If the situation was bad enough that I actually needed a 'doomsday preppers' level bunker then we're gonna be left with a world that's not worth living in. If the nukes are coming down I'm gonna go sit out on the balcony, smoke some good stuff, and enjoy watching the end of the world. I want nothing to do with a world where I need to roam around scavenging for food and fighting off hungry cannibals.

Blue_true

(31,261 posts)
11. I wonder whether people that waste money on that stuff know
Fri Jun 26, 2020, 11:56 PM
Jun 2020

that ANYTHING that connects to the outside world completely negates any protection that the bunker is intended to provide.

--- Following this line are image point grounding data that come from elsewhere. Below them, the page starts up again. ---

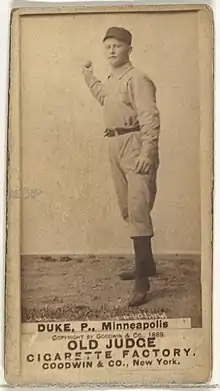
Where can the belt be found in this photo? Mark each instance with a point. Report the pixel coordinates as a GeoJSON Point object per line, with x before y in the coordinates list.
{"type": "Point", "coordinates": [120, 131]}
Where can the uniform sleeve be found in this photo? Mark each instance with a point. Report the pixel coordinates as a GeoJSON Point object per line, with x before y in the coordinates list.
{"type": "Point", "coordinates": [143, 95]}
{"type": "Point", "coordinates": [97, 88]}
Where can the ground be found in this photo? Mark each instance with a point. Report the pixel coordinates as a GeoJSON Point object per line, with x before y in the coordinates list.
{"type": "Point", "coordinates": [56, 288]}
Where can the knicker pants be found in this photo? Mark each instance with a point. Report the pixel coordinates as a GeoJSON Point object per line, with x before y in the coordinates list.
{"type": "Point", "coordinates": [135, 192]}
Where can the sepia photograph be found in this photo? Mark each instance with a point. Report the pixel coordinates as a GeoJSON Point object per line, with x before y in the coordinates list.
{"type": "Point", "coordinates": [111, 171]}
{"type": "Point", "coordinates": [110, 178]}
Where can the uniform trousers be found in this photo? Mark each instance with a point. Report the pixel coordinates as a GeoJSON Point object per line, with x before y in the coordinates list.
{"type": "Point", "coordinates": [135, 192]}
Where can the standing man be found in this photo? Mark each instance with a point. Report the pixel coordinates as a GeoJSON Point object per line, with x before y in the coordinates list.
{"type": "Point", "coordinates": [132, 126]}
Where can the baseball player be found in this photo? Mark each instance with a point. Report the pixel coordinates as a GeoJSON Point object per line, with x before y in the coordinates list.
{"type": "Point", "coordinates": [132, 127]}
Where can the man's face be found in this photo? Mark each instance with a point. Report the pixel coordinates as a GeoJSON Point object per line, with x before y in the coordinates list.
{"type": "Point", "coordinates": [117, 52]}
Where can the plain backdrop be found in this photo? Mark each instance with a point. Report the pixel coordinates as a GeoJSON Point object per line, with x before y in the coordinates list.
{"type": "Point", "coordinates": [4, 19]}
{"type": "Point", "coordinates": [64, 154]}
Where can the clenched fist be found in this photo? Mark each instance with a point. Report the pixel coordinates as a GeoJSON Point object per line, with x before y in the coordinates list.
{"type": "Point", "coordinates": [143, 165]}
{"type": "Point", "coordinates": [87, 68]}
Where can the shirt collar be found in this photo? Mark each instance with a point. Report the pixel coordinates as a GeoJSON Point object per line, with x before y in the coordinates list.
{"type": "Point", "coordinates": [121, 71]}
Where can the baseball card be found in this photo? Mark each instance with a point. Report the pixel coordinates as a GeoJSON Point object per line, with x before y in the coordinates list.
{"type": "Point", "coordinates": [109, 196]}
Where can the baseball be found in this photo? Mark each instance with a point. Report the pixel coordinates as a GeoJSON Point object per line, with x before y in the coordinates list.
{"type": "Point", "coordinates": [88, 64]}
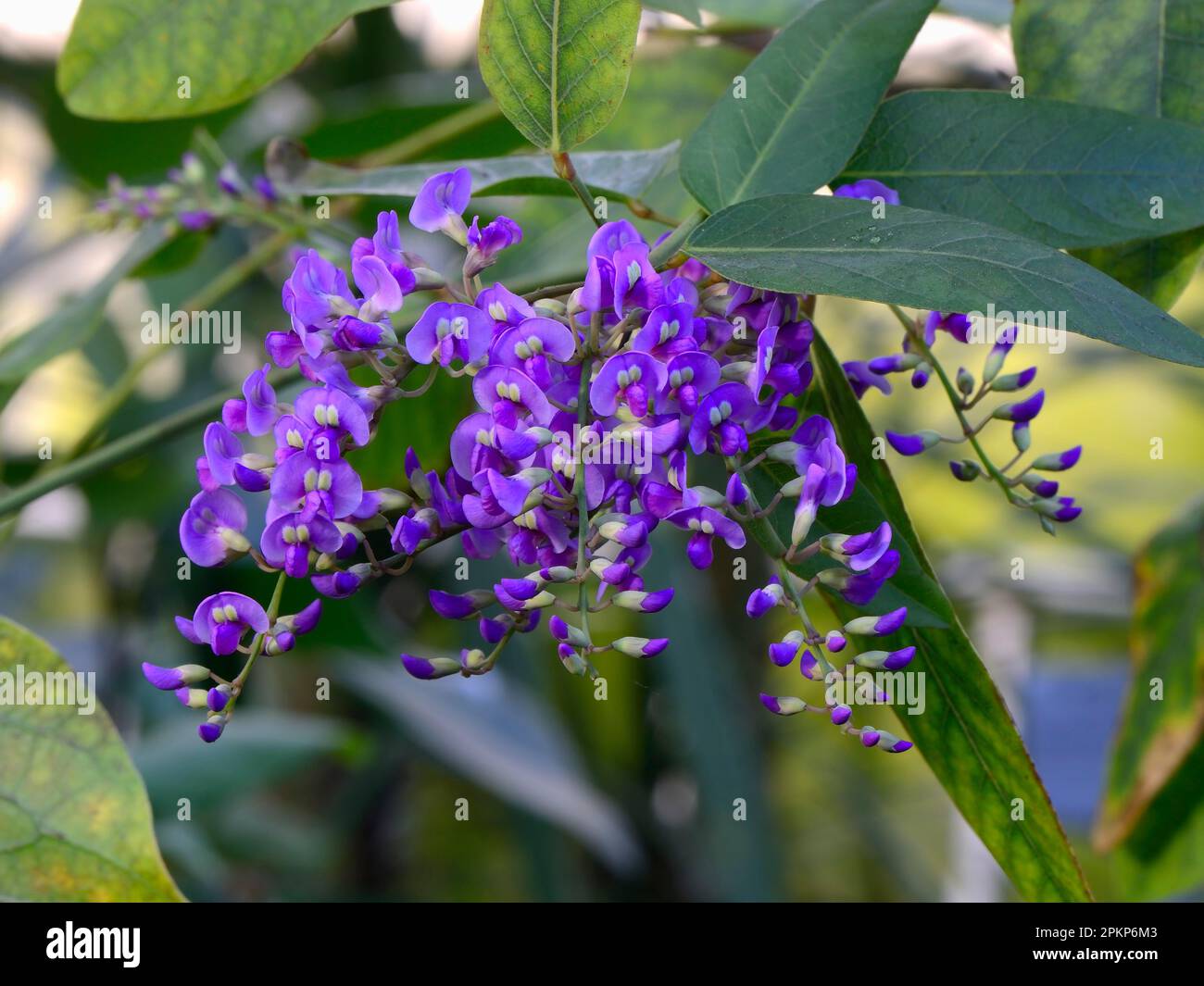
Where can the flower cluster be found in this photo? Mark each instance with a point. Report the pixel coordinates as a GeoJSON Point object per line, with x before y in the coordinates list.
{"type": "Point", "coordinates": [593, 408]}
{"type": "Point", "coordinates": [188, 196]}
{"type": "Point", "coordinates": [916, 357]}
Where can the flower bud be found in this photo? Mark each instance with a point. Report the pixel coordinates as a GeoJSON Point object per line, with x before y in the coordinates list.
{"type": "Point", "coordinates": [783, 705]}
{"type": "Point", "coordinates": [913, 444]}
{"type": "Point", "coordinates": [886, 660]}
{"type": "Point", "coordinates": [964, 381]}
{"type": "Point", "coordinates": [211, 729]}
{"type": "Point", "coordinates": [428, 668]}
{"type": "Point", "coordinates": [641, 646]}
{"type": "Point", "coordinates": [643, 602]}
{"type": "Point", "coordinates": [572, 661]}
{"type": "Point", "coordinates": [1014, 381]}
{"type": "Point", "coordinates": [1022, 411]}
{"type": "Point", "coordinates": [1058, 461]}
{"type": "Point", "coordinates": [964, 469]}
{"type": "Point", "coordinates": [1022, 436]}
{"type": "Point", "coordinates": [193, 698]}
{"type": "Point", "coordinates": [169, 680]}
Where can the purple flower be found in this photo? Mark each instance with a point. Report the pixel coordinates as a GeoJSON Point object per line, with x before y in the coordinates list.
{"type": "Point", "coordinates": [221, 619]}
{"type": "Point", "coordinates": [288, 541]}
{"type": "Point", "coordinates": [211, 529]}
{"type": "Point", "coordinates": [706, 524]}
{"type": "Point", "coordinates": [441, 203]}
{"type": "Point", "coordinates": [171, 680]}
{"type": "Point", "coordinates": [485, 243]}
{"type": "Point", "coordinates": [1022, 411]}
{"type": "Point", "coordinates": [861, 377]}
{"type": "Point", "coordinates": [868, 189]}
{"type": "Point", "coordinates": [221, 450]}
{"type": "Point", "coordinates": [629, 378]}
{"type": "Point", "coordinates": [449, 331]}
{"type": "Point", "coordinates": [305, 476]}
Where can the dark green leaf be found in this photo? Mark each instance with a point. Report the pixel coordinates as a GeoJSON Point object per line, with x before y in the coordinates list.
{"type": "Point", "coordinates": [125, 59]}
{"type": "Point", "coordinates": [558, 68]}
{"type": "Point", "coordinates": [75, 824]}
{"type": "Point", "coordinates": [1159, 269]}
{"type": "Point", "coordinates": [964, 732]}
{"type": "Point", "coordinates": [618, 173]}
{"type": "Point", "coordinates": [71, 324]}
{"type": "Point", "coordinates": [1164, 717]}
{"type": "Point", "coordinates": [791, 121]}
{"type": "Point", "coordinates": [1140, 58]}
{"type": "Point", "coordinates": [1060, 172]}
{"type": "Point", "coordinates": [829, 245]}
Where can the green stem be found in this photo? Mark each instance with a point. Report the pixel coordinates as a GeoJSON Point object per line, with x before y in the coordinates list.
{"type": "Point", "coordinates": [124, 448]}
{"type": "Point", "coordinates": [257, 646]}
{"type": "Point", "coordinates": [955, 400]}
{"type": "Point", "coordinates": [566, 170]}
{"type": "Point", "coordinates": [672, 243]}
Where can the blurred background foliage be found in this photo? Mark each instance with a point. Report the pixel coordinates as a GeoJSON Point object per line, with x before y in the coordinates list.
{"type": "Point", "coordinates": [634, 797]}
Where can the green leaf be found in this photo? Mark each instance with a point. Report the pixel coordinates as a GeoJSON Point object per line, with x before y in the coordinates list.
{"type": "Point", "coordinates": [821, 244]}
{"type": "Point", "coordinates": [1139, 58]}
{"type": "Point", "coordinates": [617, 173]}
{"type": "Point", "coordinates": [1160, 268]}
{"type": "Point", "coordinates": [803, 104]}
{"type": "Point", "coordinates": [1060, 172]}
{"type": "Point", "coordinates": [75, 824]}
{"type": "Point", "coordinates": [124, 58]}
{"type": "Point", "coordinates": [71, 324]}
{"type": "Point", "coordinates": [964, 732]}
{"type": "Point", "coordinates": [1159, 732]}
{"type": "Point", "coordinates": [558, 68]}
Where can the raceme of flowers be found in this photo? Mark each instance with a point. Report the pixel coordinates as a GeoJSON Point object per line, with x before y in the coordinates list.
{"type": "Point", "coordinates": [593, 408]}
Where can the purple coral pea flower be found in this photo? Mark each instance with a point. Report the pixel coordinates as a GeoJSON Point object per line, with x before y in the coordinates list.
{"type": "Point", "coordinates": [861, 377]}
{"type": "Point", "coordinates": [955, 323]}
{"type": "Point", "coordinates": [705, 524]}
{"type": "Point", "coordinates": [223, 618]}
{"type": "Point", "coordinates": [504, 306]}
{"type": "Point", "coordinates": [667, 331]}
{"type": "Point", "coordinates": [690, 377]}
{"type": "Point", "coordinates": [338, 585]}
{"type": "Point", "coordinates": [385, 244]}
{"type": "Point", "coordinates": [485, 243]}
{"type": "Point", "coordinates": [441, 201]}
{"type": "Point", "coordinates": [505, 392]}
{"type": "Point", "coordinates": [868, 189]}
{"type": "Point", "coordinates": [448, 331]}
{"type": "Point", "coordinates": [261, 407]}
{"type": "Point", "coordinates": [629, 378]}
{"type": "Point", "coordinates": [381, 291]}
{"type": "Point", "coordinates": [335, 483]}
{"type": "Point", "coordinates": [324, 407]}
{"type": "Point", "coordinates": [288, 541]}
{"type": "Point", "coordinates": [719, 418]}
{"type": "Point", "coordinates": [1022, 411]}
{"type": "Point", "coordinates": [211, 529]}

If they use solar or wind energy, draw in water from a well, have air vents, I promise that I could figure out a way to get to them within two days from the inception of the effort.

canetoad

(17,180 posts)
16. If this is what's needed for the human species to survive
Sat Jun 27, 2020, 12:16 AM
Jun 2020

The destruction they have wrought upon the planet, I think it would be kinder to allow extinction.

Blue_true

(31,261 posts)
18. People that are into "survival" bunkers actually believe
Sat Jun 27, 2020, 12:26 AM
Jun 2020

that they can survive nothingness. They think that they can eventually come out and "re-breed" the human species. Good luck to them. If we have a worldwide massive kill off event, I would prefer to be among the dead, than to face a slow, certain painful death.

Blue_true

(31,261 posts)
20. Yeah, it don't take much to figure out how that works out.
Sat Jun 27, 2020, 09:58 AM
Jun 2020

Cockroaches are amazingly adaptable to pretty much any situation, human beings aren't remotely so.

PaulRevere08

(449 posts)
29. FFS These people couldn't take a month without a haircut
Sat Jun 27, 2020, 03:01 PM
Jun 2020

A week in a bunker and the would be drinking each other's blood.

Blue_true

(31,261 posts)
32. I am afraid that image is what turns some of them on to the notion of
Sat Jun 27, 2020, 03:15 PM
Jun 2020

a world in chaos. They see their little bunker world free of threats that they can't easily dispatch. I am sure that if one could develop statistics, belief in bunker salvation would almost certainly track to how religious a person is, with the notion of being pre-ordained central to their actions.

ProfessorGAC

(65,159 posts)
23. Huh?
Sat Jun 27, 2020, 12:03 PM
Jun 2020

People went nuts staying in their normal home for 7 weeks.
Having a bunker & staying in it are two very different things.
Seems like a waste of money.

Hortensis

(58,785 posts)
26. Huh for sure. But at least they have function as tornado shelters.
Sat Jun 27, 2020, 02:33 PM
Jun 2020

In fact, the smaller ones probably ARE normally built as those. Our kids in Arkansas have discussed putting one under their garage floor. Right now they shove the boys in a closet.

Very rarely as an appraiser on practically tornado-less SoCal I'd run into a property with one from the 1950s. A couple had been covered over with lawn and become inaccessible, according to RE agents just creepy to potential buyers to know they were there. But I was shocked when neighborhood kids told me that an undisclosed one was "over there" and knew how to get its door open. Appalling negligence by the owners, but the eventual purchasers were happy to agree to have it welded closed as a condition for finalizing the loan.

Blue_true

(31,261 posts)
34. I can see bunkers serving as something like tornado shelters.
Sat Jun 27, 2020, 03:25 PM
Jun 2020

Beyond that they have no reason for existence. Even using them to store seeds for something other than to have seeds for different date periods, is impractical, given that any climate event severe enough to wipe out seed species worldwide in not something that is just going to last 30 or 50 years, try hundreds of thousands of years, minimum.